Friday, June 8, 2012

After Work - Agaat

To read Agaat is to be absorbed by a literary work of art.  Marlene van Niekerk portrays rural South Africa with precisely chosen words.  She contrasts the beauty of the land with the harsh, passion-filled crises experienced by her main characters.  The silences in every scene are stiff with repressed emotion.  The most subtle beauty is in the long narrative arch that tells the story of mistress, Milla and maid, Agaat.

The story is revealed in the diaries, memories and mental anguish of Milla, as she is dying of ALS.  In her bed, unable to care for herself and cared for by Agaat, she slowly reveals a tragedy born of Christian charity.  We don’t know that for a long time.  Her starting point is at a particular moment that is meaningful in her own mind.  The reader is a silent listener to her thoughts that wander from one scene to another, sometimes in her past, sometimes in the present. 

Agaat is ever-present, except during the unwise and hasty courtship of Milla and Jak.  Clearly Agaat’s position is as maid; but, in a twist on the stereotype of the wonderful servant who loves her mistress, a rich blend of malevolence, servitude, loyalty and intelligence fills the stiffly starched apron and cap of her life-long uniform.  Milla strains to know Agaat, as do we; the only Agaat we can know is filtered through Milla’s perceptions.

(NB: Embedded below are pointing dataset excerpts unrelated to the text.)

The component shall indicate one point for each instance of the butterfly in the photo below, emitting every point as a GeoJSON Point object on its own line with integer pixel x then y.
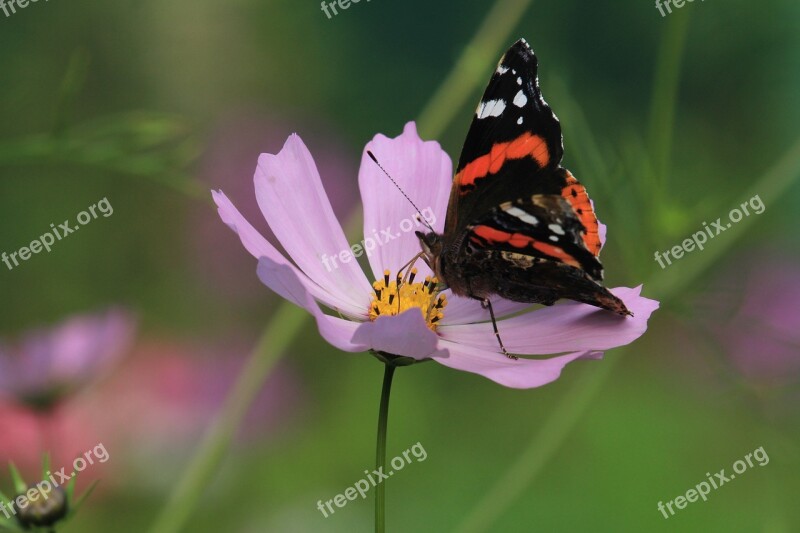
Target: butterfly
{"type": "Point", "coordinates": [518, 225]}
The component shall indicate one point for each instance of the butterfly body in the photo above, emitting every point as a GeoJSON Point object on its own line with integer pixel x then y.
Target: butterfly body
{"type": "Point", "coordinates": [518, 224]}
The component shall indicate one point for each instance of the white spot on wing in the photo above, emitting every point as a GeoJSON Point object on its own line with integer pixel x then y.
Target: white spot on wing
{"type": "Point", "coordinates": [492, 108]}
{"type": "Point", "coordinates": [522, 215]}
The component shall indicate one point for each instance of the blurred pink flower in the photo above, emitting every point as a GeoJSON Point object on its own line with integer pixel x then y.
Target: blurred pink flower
{"type": "Point", "coordinates": [291, 197]}
{"type": "Point", "coordinates": [166, 395]}
{"type": "Point", "coordinates": [65, 432]}
{"type": "Point", "coordinates": [761, 330]}
{"type": "Point", "coordinates": [47, 364]}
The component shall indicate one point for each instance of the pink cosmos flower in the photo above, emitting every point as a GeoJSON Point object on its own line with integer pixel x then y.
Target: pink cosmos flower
{"type": "Point", "coordinates": [50, 363]}
{"type": "Point", "coordinates": [452, 331]}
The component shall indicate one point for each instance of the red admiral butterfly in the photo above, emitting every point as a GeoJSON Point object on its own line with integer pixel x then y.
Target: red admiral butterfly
{"type": "Point", "coordinates": [519, 225]}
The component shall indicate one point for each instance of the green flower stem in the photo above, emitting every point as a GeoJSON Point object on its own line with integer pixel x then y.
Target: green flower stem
{"type": "Point", "coordinates": [380, 454]}
{"type": "Point", "coordinates": [557, 427]}
{"type": "Point", "coordinates": [282, 330]}
{"type": "Point", "coordinates": [665, 95]}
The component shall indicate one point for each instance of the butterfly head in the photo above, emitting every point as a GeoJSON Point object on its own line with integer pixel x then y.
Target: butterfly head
{"type": "Point", "coordinates": [431, 244]}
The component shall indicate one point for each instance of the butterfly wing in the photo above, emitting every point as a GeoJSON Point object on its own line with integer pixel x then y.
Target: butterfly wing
{"type": "Point", "coordinates": [519, 225]}
{"type": "Point", "coordinates": [512, 143]}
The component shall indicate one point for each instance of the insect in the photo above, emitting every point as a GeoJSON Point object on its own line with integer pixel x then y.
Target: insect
{"type": "Point", "coordinates": [519, 225]}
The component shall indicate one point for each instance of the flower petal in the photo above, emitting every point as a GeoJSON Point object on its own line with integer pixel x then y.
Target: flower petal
{"type": "Point", "coordinates": [517, 374]}
{"type": "Point", "coordinates": [284, 280]}
{"type": "Point", "coordinates": [566, 327]}
{"type": "Point", "coordinates": [404, 334]}
{"type": "Point", "coordinates": [424, 172]}
{"type": "Point", "coordinates": [259, 247]}
{"type": "Point", "coordinates": [462, 310]}
{"type": "Point", "coordinates": [291, 197]}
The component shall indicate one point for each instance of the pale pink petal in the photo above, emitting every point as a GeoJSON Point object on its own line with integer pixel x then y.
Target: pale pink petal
{"type": "Point", "coordinates": [337, 331]}
{"type": "Point", "coordinates": [259, 247]}
{"type": "Point", "coordinates": [425, 173]}
{"type": "Point", "coordinates": [518, 374]}
{"type": "Point", "coordinates": [461, 310]}
{"type": "Point", "coordinates": [564, 327]}
{"type": "Point", "coordinates": [291, 197]}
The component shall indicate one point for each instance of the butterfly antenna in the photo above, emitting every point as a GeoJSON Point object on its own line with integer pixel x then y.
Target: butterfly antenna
{"type": "Point", "coordinates": [422, 217]}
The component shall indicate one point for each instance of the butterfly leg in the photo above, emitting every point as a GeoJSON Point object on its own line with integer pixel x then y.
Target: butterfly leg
{"type": "Point", "coordinates": [486, 303]}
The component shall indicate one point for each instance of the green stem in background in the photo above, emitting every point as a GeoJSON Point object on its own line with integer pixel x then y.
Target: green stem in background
{"type": "Point", "coordinates": [289, 319]}
{"type": "Point", "coordinates": [380, 454]}
{"type": "Point", "coordinates": [282, 330]}
{"type": "Point", "coordinates": [505, 491]}
{"type": "Point", "coordinates": [484, 49]}
{"type": "Point", "coordinates": [665, 95]}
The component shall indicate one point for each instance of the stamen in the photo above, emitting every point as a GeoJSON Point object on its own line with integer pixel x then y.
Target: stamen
{"type": "Point", "coordinates": [397, 296]}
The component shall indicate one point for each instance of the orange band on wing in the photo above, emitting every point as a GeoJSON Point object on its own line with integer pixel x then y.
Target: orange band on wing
{"type": "Point", "coordinates": [526, 145]}
{"type": "Point", "coordinates": [518, 240]}
{"type": "Point", "coordinates": [578, 198]}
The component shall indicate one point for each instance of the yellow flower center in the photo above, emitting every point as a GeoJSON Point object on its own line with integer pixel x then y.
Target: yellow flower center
{"type": "Point", "coordinates": [392, 298]}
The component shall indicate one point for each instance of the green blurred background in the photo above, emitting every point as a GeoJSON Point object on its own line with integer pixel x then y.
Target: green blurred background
{"type": "Point", "coordinates": [150, 104]}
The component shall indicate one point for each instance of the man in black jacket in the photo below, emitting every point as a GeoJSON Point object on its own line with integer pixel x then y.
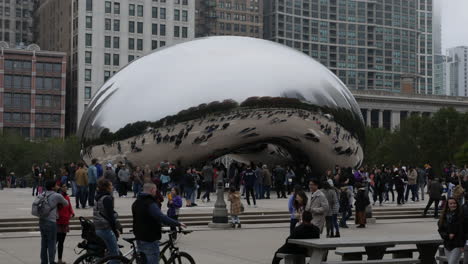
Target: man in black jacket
{"type": "Point", "coordinates": [147, 220]}
{"type": "Point", "coordinates": [306, 230]}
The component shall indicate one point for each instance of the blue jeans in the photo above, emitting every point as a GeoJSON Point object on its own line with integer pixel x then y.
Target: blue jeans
{"type": "Point", "coordinates": [151, 251]}
{"type": "Point", "coordinates": [48, 239]}
{"type": "Point", "coordinates": [91, 193]}
{"type": "Point", "coordinates": [110, 240]}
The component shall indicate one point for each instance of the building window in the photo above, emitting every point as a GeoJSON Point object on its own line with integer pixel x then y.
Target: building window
{"type": "Point", "coordinates": [107, 7]}
{"type": "Point", "coordinates": [107, 40]}
{"type": "Point", "coordinates": [89, 5]}
{"type": "Point", "coordinates": [116, 25]}
{"type": "Point", "coordinates": [117, 8]}
{"type": "Point", "coordinates": [88, 57]}
{"type": "Point", "coordinates": [89, 22]}
{"type": "Point", "coordinates": [140, 10]}
{"type": "Point", "coordinates": [88, 75]}
{"type": "Point", "coordinates": [107, 24]}
{"type": "Point", "coordinates": [140, 27]}
{"type": "Point", "coordinates": [87, 92]}
{"type": "Point", "coordinates": [116, 59]}
{"type": "Point", "coordinates": [88, 39]}
{"type": "Point", "coordinates": [139, 44]}
{"type": "Point", "coordinates": [106, 58]}
{"type": "Point", "coordinates": [116, 43]}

Although this novel is set in South Africa during the liberation struggles and was written in Afrikaans, its themes are pivotal to how we all make choices and live with the far-reaching consequences of love.  The isolation of the farm, the claustrophobia of the remote community and the silence of ALS magnify the depth of the interdependency of Milla and Agaat.  Neither one can leave.

Agaat is a magnificent novel that explores the both the richness and the poverty of the human condition.